A business we conduct business with really wants to provide us with single.2 gb CSV file every single day that contains about 900,000 product entries. Merely a small area of the file changes every single day, maybe under .5%, and it is just items being added or dropped, not modified. We have to display the merchandise entries to the partners.
Why is this more difficult is the fact that our partners should only have the ability to see product entries available inside a 30-500 mile radius of the zipcode. Each product listing row includes a area for which the particular radius for that method is (some are just 30, some are 500, some are 100, etc. 500 may be the max). Someone inside a given zipcode will probably have only 20 results approximately, and therefore there's likely to be a lot of unused data. We do not understand all the partner zip codes in advance.

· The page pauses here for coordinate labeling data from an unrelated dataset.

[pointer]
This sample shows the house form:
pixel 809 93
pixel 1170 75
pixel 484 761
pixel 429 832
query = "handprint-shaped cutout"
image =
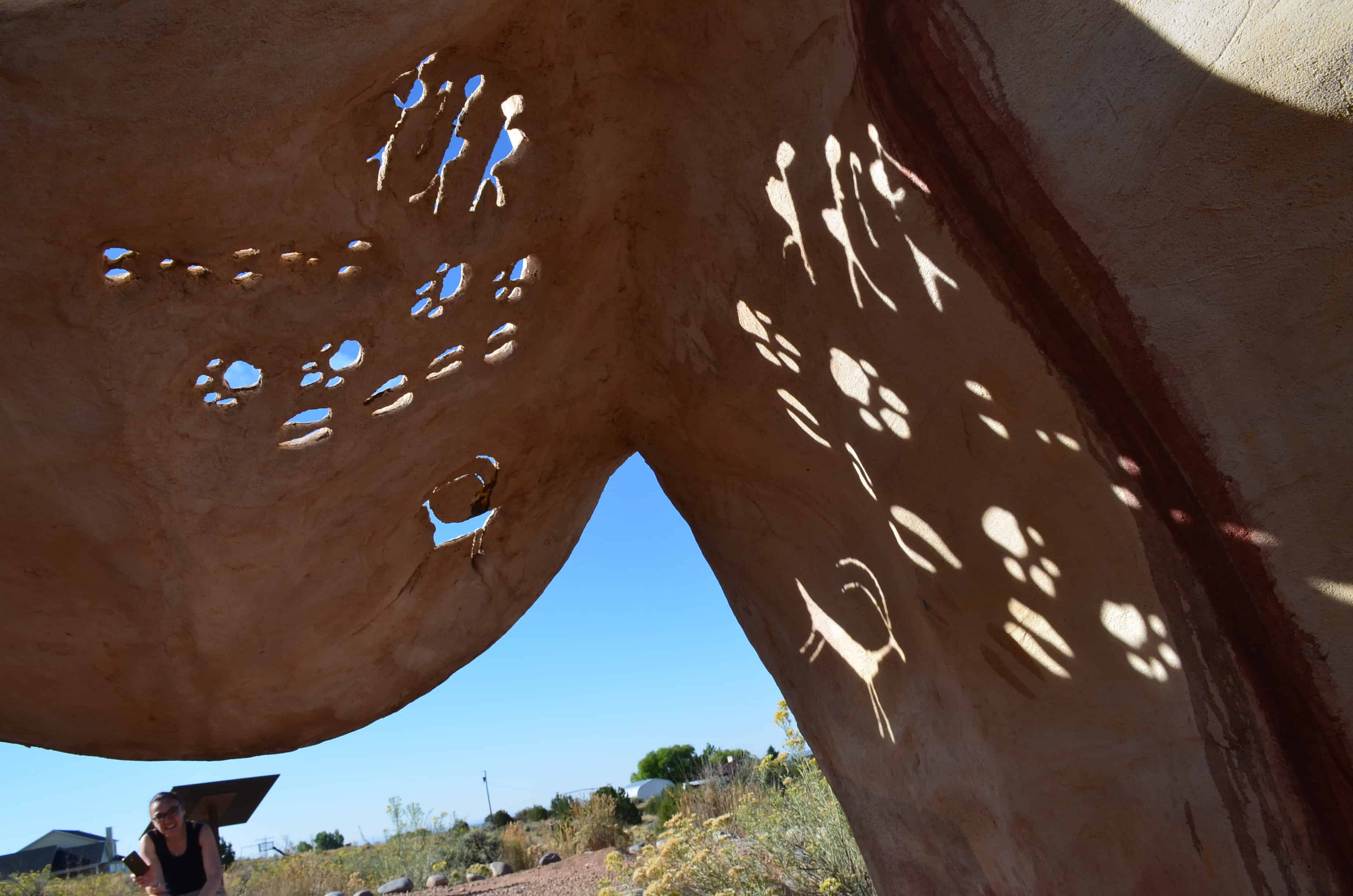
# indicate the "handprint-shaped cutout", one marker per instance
pixel 835 220
pixel 1151 653
pixel 779 350
pixel 856 380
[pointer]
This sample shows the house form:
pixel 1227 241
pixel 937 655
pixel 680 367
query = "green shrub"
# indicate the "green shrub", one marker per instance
pixel 626 810
pixel 594 825
pixel 676 764
pixel 328 840
pixel 534 814
pixel 663 806
pixel 562 807
pixel 792 837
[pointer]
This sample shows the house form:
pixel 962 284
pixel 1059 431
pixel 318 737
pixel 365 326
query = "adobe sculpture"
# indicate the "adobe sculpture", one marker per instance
pixel 996 354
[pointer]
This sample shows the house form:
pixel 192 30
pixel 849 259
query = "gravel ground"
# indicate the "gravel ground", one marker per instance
pixel 577 876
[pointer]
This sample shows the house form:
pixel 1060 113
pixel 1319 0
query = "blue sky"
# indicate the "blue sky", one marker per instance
pixel 631 647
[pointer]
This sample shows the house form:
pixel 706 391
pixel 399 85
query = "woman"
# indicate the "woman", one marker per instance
pixel 182 855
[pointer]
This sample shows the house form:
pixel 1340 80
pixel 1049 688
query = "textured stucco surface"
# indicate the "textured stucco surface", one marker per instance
pixel 1022 461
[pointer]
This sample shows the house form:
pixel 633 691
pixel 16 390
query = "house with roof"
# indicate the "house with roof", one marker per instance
pixel 67 852
pixel 649 788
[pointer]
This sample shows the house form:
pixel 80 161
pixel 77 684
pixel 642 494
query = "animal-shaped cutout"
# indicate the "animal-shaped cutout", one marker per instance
pixel 862 661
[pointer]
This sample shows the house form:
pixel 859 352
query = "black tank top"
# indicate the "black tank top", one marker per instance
pixel 183 873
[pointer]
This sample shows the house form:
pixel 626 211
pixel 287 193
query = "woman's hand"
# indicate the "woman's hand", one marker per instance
pixel 149 883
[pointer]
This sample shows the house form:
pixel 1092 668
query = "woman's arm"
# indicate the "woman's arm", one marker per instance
pixel 153 880
pixel 212 863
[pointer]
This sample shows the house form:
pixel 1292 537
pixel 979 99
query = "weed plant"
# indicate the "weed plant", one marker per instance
pixel 777 829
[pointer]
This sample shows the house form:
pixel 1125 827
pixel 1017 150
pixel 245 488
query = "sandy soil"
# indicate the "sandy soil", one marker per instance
pixel 577 876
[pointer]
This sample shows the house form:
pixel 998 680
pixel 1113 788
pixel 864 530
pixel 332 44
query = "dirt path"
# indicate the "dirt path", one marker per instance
pixel 577 876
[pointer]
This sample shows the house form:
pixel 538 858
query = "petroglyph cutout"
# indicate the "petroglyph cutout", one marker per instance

We must consider performance, so I am unsure what the easiest method to build a storage shed is.
Must I have two databasesBody with zip codes and latitude/longitude and employ the Haversine formula for calculating distance...and also the other the particular product database...after which exactly what do I actually do? Return all of the zip codes inside a given radius and search for a match within the product database? For any 500 mile radius that will be a lot of zip codes. Or write a MySQL function?
We're able to use Amazon . com SimpleDB to keep the database...however I have this issue using the zip codes. I possibly could make two "domain names" as Amazon . com calls them, one for that items, and something for that zip codes? I do not think you may make a question across multiple SimpleDB domain names, though. A minimum of, I do not observe that any place in their documentation.
I am available to another solution entirely. It does not need to be PHP/MySQL or SimpleDB. Just bear in mind our devoted server is really a P4 with 2 gb. We're able to upgrade the RAM, it is simply that people can't throw a lot of processing energy only at that. As well as store and process the database every evening on the VPS somewhere where it can't be considered a problem when the VPS were unbearably slow that can be a 1.2 gb CSV has been processed. We're able to even process the file offline on the pc after which remotely update the database every single day...other than i quickly have this issue with zip codes and product entries requiring to become mix-recommended.
Particularly with Postgres 9.1, which enables k-nearest neighbour search queries using GIST indexes.
Well, that's a fascinating problem indeed.
This appears like its really two issues, one how in the event you index the databases and the second reason is how you can you retain it current. The very first you are able to achieve while you describe, but normalization might be considered a problem, for the way you're storing the zipcode. This mainly comes lower as to the your computer data appears like.
For the 2nd one, this really is more my specialization. You could have the consumer upload the csv for you because they presently are, have a copy from the one from yesterday and run it via a diff utility, or leverage Perl, PHP, Python, Party or other tools you've, to obtain the lines which have transformed. Pass individuals right into a second block that will improve your database. I've worked with clients with issues along this line and scripting it away is commonly the best option. If you want assist with organizing your script that's always available.